Officials in some counties said they could not physically complete the Gore-sought hand recounts by the deadline.

The gist of the Republican claim is that the hand recounts in only four of Florida's 67 counties amount to unequal treatment for some Florida residents. The 14th Amendment guarantees all Americans equal protection under the law.

Under Florida law, manual recounts are allowed if a candidate meets a post-election deadline to request them and the local election board agrees.

The Bush camp argues that hand recounts are a sort of third election - after the regular Nov. 7 voting and an automated recount that took place last week.

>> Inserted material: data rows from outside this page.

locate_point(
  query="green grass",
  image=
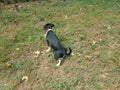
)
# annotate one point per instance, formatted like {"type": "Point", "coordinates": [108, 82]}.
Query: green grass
{"type": "Point", "coordinates": [90, 27]}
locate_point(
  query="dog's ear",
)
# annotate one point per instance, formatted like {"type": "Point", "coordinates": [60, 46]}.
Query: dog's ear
{"type": "Point", "coordinates": [48, 26]}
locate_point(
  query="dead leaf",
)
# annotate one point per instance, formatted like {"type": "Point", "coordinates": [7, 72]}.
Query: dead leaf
{"type": "Point", "coordinates": [25, 78]}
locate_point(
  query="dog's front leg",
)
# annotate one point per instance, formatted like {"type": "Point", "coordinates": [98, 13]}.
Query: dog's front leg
{"type": "Point", "coordinates": [48, 50]}
{"type": "Point", "coordinates": [59, 62]}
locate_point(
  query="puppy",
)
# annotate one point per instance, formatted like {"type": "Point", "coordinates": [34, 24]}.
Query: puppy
{"type": "Point", "coordinates": [53, 42]}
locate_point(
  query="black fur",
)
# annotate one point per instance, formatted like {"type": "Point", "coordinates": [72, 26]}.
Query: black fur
{"type": "Point", "coordinates": [53, 41]}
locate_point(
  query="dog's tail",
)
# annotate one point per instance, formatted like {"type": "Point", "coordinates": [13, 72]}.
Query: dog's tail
{"type": "Point", "coordinates": [69, 51]}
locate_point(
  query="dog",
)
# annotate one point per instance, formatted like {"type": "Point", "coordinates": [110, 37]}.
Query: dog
{"type": "Point", "coordinates": [53, 42]}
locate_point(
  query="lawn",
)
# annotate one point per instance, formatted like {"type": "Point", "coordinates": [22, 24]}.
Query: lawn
{"type": "Point", "coordinates": [90, 27]}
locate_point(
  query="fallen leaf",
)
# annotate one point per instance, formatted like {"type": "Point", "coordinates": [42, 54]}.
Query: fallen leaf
{"type": "Point", "coordinates": [25, 78]}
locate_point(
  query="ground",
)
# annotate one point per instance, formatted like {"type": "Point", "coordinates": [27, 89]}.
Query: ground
{"type": "Point", "coordinates": [90, 27]}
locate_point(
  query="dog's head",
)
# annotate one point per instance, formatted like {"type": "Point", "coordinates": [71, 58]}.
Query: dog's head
{"type": "Point", "coordinates": [48, 26]}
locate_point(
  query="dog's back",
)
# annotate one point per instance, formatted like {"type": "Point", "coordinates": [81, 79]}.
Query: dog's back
{"type": "Point", "coordinates": [53, 40]}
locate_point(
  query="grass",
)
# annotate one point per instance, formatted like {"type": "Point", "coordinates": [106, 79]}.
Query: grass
{"type": "Point", "coordinates": [89, 27]}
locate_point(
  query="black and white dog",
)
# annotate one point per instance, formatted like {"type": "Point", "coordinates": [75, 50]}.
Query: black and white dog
{"type": "Point", "coordinates": [53, 42]}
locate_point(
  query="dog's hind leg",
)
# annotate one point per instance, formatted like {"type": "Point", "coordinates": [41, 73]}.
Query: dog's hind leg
{"type": "Point", "coordinates": [59, 62]}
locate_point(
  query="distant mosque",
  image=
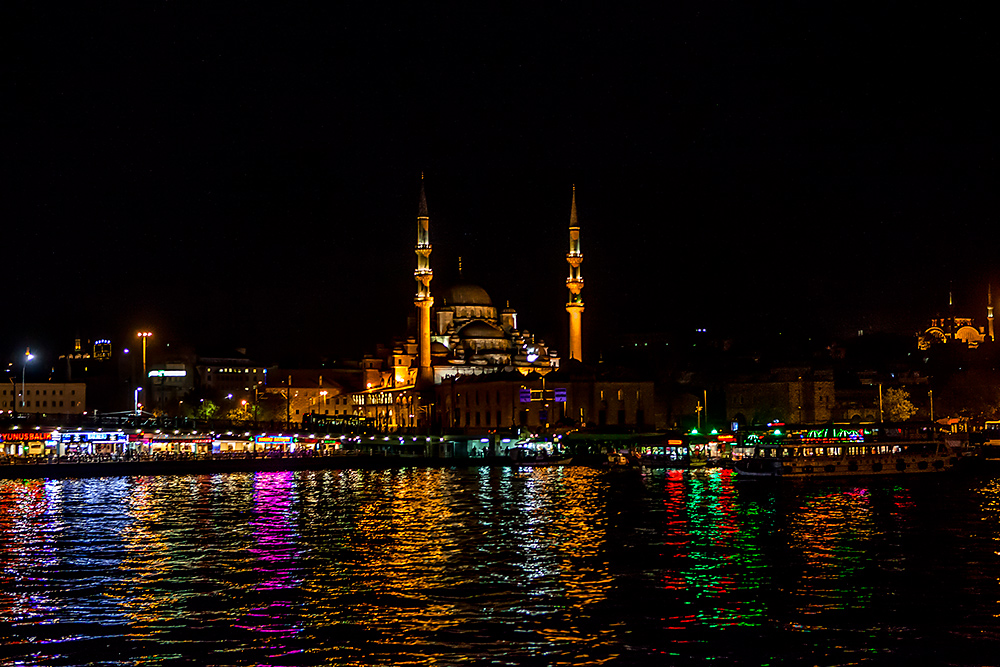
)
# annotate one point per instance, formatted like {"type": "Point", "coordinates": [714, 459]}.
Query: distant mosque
{"type": "Point", "coordinates": [460, 331]}
{"type": "Point", "coordinates": [958, 329]}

If Bush fails in court, senior strategists say he may seek his own recounts in some GOP-dominated Florida counties. Bush also could demand recounts in close-voting states won by Gore, such as Iowa, Wisconsin, Oregon - or too-close-to-call New Mexico.

Former Secretary of State James A. Baker III, who is leading the Florida legal and public relations effort for Bush, described the Florida standoff as ``a black mark on our democracy and on our process.''

Christopher, former secretary of state in the Clinton administration, portrayed vote recounts as a small necessity of democracy.

``If at the end of the day, George Bush has more votes in Florida than we do, certainly the vice president will concede,'' Christopher said.

Gore leads in the nationwide popular vote, but the Electoral College tally is so close that the eventual winner in Florida is almost certain to win the White House.

Bush would have to win Oregon, Iowa, New Mexico and Wisconsin to claim the White House without Florida - a long shot given that Gore is leading by 5,000 or more votes in all those states but New Mexico.

Apart from Florida, Bush carried 29 states for 246 electoral votes. Gore, who added Oregon to his column on Friday, counted 19 states plus the District of Columbia for 262 electoral votes, with 270 needed for victory.